25 April 2009

Chill Out, I Got This

It appears that the Obama Administration is off to a roaring start in its first hundred days. The man has managed to lead from the center, and he seems to be holding all of the credibility cards.

This is extremely bad news for Republicans and Conservatives.

If the Gentle Reader will recall, the original tactics have not worked out very well. Opposing everything that the Administration supports, screaming "SOCIALIST" really loud, and hoping that Obama gets recognition for everything proposed and passed have basically made Republicans look like the Hillbillies and neighborhood Yard Nazis that most of them are.


One will recall what a Yard Nazi is: a white male between 45 and dead who drives a full-size American sedan, and calls the cops any time he sees a neighborhood kid touch his grass. He is also the guy who got egged every Halloween. If somebody chucked an anonymous bag of used diapers out of a car, they went on his beloved lawn. And the Yard Nazi was always the number one target of getting his house rolled/tp'ed or his front door (excrement)-bombed.

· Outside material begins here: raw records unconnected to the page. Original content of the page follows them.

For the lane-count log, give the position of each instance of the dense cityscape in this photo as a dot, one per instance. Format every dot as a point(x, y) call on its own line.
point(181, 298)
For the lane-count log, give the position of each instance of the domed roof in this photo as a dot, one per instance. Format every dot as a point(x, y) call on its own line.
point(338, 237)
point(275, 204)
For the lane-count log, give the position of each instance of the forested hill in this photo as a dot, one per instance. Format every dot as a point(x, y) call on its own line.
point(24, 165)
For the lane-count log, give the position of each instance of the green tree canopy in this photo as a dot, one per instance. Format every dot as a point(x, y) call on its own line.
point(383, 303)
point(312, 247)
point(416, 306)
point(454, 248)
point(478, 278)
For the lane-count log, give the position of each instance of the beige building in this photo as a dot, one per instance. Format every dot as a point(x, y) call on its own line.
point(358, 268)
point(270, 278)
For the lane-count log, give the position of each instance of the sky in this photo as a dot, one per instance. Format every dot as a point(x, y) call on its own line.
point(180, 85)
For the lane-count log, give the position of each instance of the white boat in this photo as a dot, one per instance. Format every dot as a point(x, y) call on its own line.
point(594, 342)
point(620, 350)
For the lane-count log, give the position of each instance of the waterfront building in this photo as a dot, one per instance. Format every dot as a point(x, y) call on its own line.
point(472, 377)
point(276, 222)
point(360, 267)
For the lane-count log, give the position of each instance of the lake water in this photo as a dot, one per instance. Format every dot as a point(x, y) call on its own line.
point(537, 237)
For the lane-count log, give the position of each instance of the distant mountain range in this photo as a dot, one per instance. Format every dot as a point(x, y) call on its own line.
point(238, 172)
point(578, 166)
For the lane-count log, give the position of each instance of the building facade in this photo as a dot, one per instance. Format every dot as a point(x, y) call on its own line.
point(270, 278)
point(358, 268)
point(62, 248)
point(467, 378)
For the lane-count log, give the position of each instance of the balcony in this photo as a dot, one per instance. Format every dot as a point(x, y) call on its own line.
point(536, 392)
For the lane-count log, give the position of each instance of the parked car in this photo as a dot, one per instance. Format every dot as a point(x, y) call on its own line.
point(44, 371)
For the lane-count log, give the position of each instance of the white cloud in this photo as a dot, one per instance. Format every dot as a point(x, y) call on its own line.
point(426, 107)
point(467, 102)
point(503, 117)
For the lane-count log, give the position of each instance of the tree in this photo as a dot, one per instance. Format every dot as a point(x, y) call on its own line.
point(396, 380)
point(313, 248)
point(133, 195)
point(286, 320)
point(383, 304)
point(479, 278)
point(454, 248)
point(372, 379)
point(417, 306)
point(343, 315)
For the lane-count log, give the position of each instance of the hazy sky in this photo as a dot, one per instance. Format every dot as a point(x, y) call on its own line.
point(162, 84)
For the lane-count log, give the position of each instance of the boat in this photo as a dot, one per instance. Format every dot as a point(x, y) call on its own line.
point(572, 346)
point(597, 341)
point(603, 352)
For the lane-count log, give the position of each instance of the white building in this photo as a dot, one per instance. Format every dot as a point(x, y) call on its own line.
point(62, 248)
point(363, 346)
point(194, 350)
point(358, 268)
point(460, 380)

They are the last ones listening to Fox News, Rush Limbaugh, and Sean Hannity. For those readers who saw pictures of the Teabaggers at their local venue, who can honestly state that the people seen there were not a 60%-38% mix favoring Yard Nazis over Hillbillies?


One appreciates that there were some very sincere and honorable people at the Tea Parties. But when one's political activism only includes grievances and broad policy objectives without any specific method for achieving said objectives, the activist becomes his opposition's best advertisement. Thus by losing Reagan's optimism and pragmatism, Republicans are pushing the center away with a Snowplow.


This is something Obama pulled out of his ear. He is the first Democrat to get that optimism and pragmatism appeal to the center. Has President Obama managed to achieve all of his objectives from the campaign trail? No, because no one can live up to any campaign's litany of goals. Has he managed to move on controversial actions and prevail? More often than not, Obama has been successful.


By appealing to the center, where a third of the country's voters abide, he risks losing a few on the ultra-left by not being Liberal enough, and the perpetual right wasn't going to vote for him anyway. The further Republicans move toward the Teabagger mentality, the wider the center willing to hear Obama becomes. As the economy eventually recovers, the question will become that of the '84 Reagan campaign: Are you better off now than you were four years ago?


The moment is coming where one wish of Conservative pundits is about to come true, and it's going to backfire on Republicans. The hope was that President Obama be credited for every act of the new administration. Once economic recovery takes root, all of those "no" votes are going to haunt Republicans like Marley's ghost.


It begins now. The same talkers desiring Obama get full accountability for the measures to counteract the recent unpleasantness are working on borrowed time. Local conservative talk has imploded in California, with ratings now drilling for oil under Hell. Tertiary hosts are one, maybe two ratings books from gone, and secondary hosts will be out within a couple of years.


After this winnowing, the only ones left will be Rush, Sean, and a couple of hosts in deep-red local markets like Atlanta's Neal Boortz and Dallas-Fort Worth's Mark Davis. There are already indications that Conservative talk radio is beginning to infight and pressure lesser-known hosts into staying on the reservation. The same sub-national presenters are evidencing a use of the smaller programs as a source of callers to nationally syndicated broadcasts.

As things exist right now, the local figures are serving to identify callers who are still in step with the agenda of national programs. There is a case to be made that screeners are coaching the same callers to expel talking points in a prescribed order which leaves the shows feeling as spontaneous as the construction of a shopping mall.

Conservative talk is dying, and lives in denial of its mortality. An opening now exists which was not even believable a year ago. Liberal talk did not fail on the merit of ideas, as is so frequently suggested by conservatives. If liberalism had failed in the realm of ideas, Mitt Romney woud be the POTUS. Liberal talk became dormant upon a litany of mediocre broadcasters.

If a Jon Stewart or a Bill Maher were to begin a syndicated broadcast leaning upon Liberal ideas, it could succeed. The nation has already accepted a left-of-center president with enthusiasm. A left-of-center radio broadcast with an entertaining host and some semblance of spontanaeity could provide an offset to the structured ennui that has become Conservative radio.

Perhaps that could be the greatest accomplishment of progressive leadership.